My upcoming library will hide that from you because it will do pooling on the Rust side – the pool size will be configurable either as a project-wide config or when opening the DB.

I’ve done extensive tests (although I am not sure they are very scientific just yet). Opening 50 separate sqlite3 databases each with 20 “connections” (as we know, they are not really connections but file descriptors) and the test program barely consumed a single digit MBs of RAM.

The main challenge for such scenarios would be environments with severely reduced file descriptor limit (part of all Linux installs and a good chunk of the container cloud hosting platforms) so one has to be very judicious in picking a pool size with sqlite3. I suggest you put a pool size equaling the average expected amount of parallel tasks that will read from your DB. But honestly, for most projects a size of 2-3 should be quite fine – sqlite3 is extremely fast so taking a “connection” from the pool even if all “connections” are busy should be a matter of just a few milliseconds.

(Sorry that I haven’t pinged you to help me with the library yet; I’ll be at a lot of doctors in the next 1-2 months so I am keeping quiet since I barely have any free time.)

It’s quite interesting and I’ve used it once – it works just fine (which is something I find myself automatically taking for granted in the Elixir libraries! ).

kevinlang · April 2, 2021, 2:45pm

For this talk of data resiliency, SQLite3 itself provides pretty great guarantees as mentioned. Of course, there is always the possibility of losing the entire host machine in some disaster, and thus the single-node aspect of SQLite3 can work against you. Of course, this applies equally to simple Postgres setups as well.

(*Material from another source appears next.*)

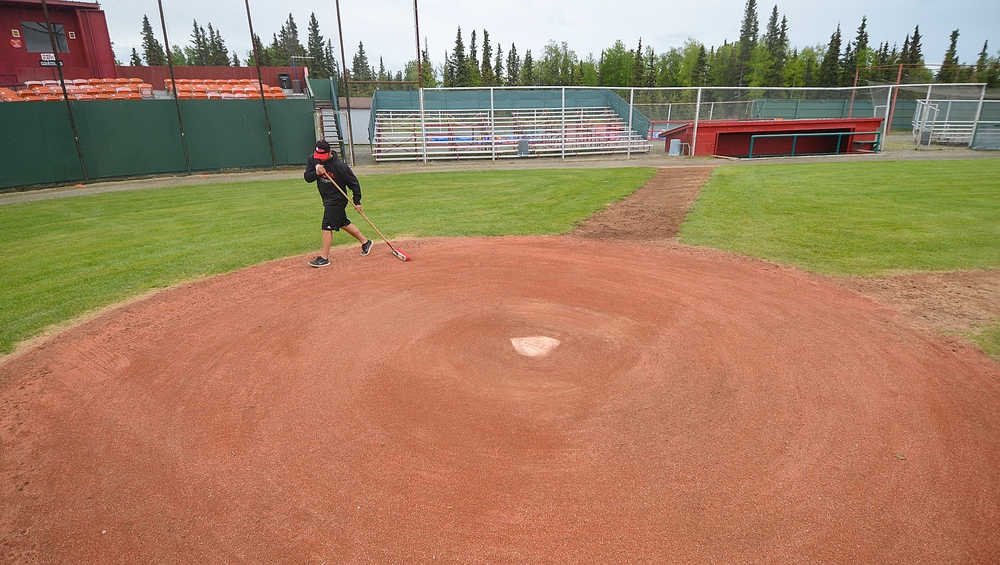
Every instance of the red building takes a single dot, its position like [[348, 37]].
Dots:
[[82, 38], [733, 138]]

One library I am eagerly following GitHub - benbjohnson/litestream: Streaming S3 replication for SQLite., which can more or less tail the WAL into S3 or any other object storage, allowing one to recover nearly all data in the case of a total node failure, only losing a couple of seconds worth of data at most. This is much better than hourly or daily backups.

I haven’t played with it yet, but it seems like it is as simple as setting up a systemd service with the S3 storage config and the location of the local database file and it “just works”.